The researchers were also able to identify that a feedback mechanism was responsible for these changes and that it relied on the signalling protein Wnt. The results contribute to a better understanding of the molecular mechanisms underlying brain functions such as learning and memory. Future work may investigate how modifying the Wnt signal can be used to manipulate synaptic plasticity, with possible therapeutic applications for neurodegenerative or mental diseases.
“This synaptic change might reflect an innate neuronal property that leads to protection from excessive stimuli,” explains Dr. Atsushi Sugie, the study's lead author. “By enhancing this property, we might be able to protect neurons from degeneration or cell death.”
Synapses allow chemical signals to pass between neurons so that information can travel around the nervous system. Chemical signals are passed by the presynaptic release of neurotransmitters by synaptic vesicles. The neurotransmitters are received by postsynaptic receptors allowing the signal to pass from neuron to target neuron.

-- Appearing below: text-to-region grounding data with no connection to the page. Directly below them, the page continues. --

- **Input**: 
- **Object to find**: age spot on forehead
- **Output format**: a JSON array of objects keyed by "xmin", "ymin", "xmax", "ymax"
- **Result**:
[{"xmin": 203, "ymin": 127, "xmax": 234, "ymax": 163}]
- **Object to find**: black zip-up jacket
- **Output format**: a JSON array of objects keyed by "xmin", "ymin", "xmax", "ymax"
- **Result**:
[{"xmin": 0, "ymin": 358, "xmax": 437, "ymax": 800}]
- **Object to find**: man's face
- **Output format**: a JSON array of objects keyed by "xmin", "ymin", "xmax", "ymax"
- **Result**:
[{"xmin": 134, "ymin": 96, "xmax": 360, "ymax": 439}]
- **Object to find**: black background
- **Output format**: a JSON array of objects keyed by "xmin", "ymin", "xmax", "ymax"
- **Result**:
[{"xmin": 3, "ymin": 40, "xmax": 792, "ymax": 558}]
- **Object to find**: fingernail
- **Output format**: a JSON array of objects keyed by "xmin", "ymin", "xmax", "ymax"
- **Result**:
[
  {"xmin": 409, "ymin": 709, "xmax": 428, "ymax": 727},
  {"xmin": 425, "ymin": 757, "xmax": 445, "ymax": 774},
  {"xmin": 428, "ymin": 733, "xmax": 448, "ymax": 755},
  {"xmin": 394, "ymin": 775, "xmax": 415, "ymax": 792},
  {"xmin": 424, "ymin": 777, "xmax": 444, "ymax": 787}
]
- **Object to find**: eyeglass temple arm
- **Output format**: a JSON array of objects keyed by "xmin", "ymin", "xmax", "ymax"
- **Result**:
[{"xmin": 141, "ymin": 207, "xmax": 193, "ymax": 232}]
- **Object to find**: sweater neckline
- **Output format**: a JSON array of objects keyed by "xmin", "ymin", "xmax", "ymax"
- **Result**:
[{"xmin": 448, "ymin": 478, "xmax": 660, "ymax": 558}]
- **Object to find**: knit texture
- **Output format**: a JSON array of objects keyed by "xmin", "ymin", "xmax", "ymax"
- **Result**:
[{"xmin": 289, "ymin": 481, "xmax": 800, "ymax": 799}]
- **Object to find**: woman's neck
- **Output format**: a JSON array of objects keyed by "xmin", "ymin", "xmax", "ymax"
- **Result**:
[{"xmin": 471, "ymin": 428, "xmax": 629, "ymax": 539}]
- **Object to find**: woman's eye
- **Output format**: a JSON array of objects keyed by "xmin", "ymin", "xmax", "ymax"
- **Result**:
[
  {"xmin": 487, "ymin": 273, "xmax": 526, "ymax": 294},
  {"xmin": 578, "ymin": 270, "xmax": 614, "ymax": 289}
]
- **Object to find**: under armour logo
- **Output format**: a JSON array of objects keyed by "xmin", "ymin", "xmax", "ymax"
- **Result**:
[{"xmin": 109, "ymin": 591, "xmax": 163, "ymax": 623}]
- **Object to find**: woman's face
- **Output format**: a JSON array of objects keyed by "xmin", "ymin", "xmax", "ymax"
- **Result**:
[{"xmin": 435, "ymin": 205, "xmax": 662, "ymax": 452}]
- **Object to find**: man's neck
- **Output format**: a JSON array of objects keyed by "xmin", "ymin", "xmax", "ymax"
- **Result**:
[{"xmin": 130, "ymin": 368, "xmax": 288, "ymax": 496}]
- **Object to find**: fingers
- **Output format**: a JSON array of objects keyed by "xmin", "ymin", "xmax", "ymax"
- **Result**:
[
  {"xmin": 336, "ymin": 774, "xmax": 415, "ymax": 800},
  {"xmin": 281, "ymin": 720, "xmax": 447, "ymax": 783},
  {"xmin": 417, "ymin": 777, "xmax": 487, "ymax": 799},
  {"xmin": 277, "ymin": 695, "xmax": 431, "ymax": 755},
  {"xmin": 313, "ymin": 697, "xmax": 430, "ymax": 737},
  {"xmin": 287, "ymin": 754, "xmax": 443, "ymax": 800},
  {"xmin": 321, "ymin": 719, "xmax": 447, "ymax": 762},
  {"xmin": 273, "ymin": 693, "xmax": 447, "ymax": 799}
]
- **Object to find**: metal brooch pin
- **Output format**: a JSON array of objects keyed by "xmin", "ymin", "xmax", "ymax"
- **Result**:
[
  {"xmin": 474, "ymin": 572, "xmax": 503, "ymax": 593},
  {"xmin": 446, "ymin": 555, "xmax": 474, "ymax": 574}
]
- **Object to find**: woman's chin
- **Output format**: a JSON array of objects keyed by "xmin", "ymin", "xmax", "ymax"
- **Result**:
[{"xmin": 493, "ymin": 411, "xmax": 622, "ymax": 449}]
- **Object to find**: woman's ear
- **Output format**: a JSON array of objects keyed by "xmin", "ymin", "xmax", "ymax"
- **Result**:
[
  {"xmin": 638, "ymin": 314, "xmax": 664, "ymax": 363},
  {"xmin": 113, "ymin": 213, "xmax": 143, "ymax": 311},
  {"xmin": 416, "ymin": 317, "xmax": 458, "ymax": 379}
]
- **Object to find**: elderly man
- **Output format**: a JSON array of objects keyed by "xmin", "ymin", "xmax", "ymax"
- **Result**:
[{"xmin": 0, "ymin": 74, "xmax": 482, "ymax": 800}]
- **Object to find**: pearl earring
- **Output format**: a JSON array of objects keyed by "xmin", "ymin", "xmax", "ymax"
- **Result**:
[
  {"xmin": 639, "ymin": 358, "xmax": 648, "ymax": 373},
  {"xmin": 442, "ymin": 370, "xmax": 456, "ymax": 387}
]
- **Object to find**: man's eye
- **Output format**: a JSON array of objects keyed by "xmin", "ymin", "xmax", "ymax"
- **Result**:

Repetitive or prolonged stimuli can lead to short- or long-term changes at synapses, affecting how they transmit signals and supporting plastic changes in the function of the nervous system, including learning and memory or the ability to adapt to environmental changes.
The role of proteins
Previous studies have identified that the probability of neurotransmitter release is strongly correlated with the levels of certain proteins at the active zone region of the pre-synaptic membrane. In addition, the localization of these proteins depends on neural activity. The present study reveals that the molecular composition of synapses can be modulated in living organisms exposed to sustained environmental stimuli.
Sugie and colleagues maintained Drosophila fruit flies that had just entered the adult stage of their life cycle in one of three light regimes: constant light; constant dark; and 12 hours light with 12 hours dark. The light used was mild to avoid retinal degeneration. Observations of fluorescently-tagged active zone protein Bruchpilot showed that while this protein was initially localized at discrete points representing active zones, prolonged exposure to light caused delocalization, which was reversed when the flies were returned to darkness.
A number of proteins have been associated with the structure of the active zone and the T-shaped structures that tether the synaptic vesicles. Although a subset of proteins was not affected, the researchers observed changes comparable to the loss of Bruchpilot in other proteins with similar functions, as well as re-organization of the microtubules.
According to the researchers the study suggests an accessible paradigm for assessing synaptic plasticity in neuronal synapses, as opposed to neuro-muscular synapses. They also emphasize how in their work they monitor synaptic plasticity with an optical microscope by tagging proteins with fluorescent molecules without the need for an electron microscope.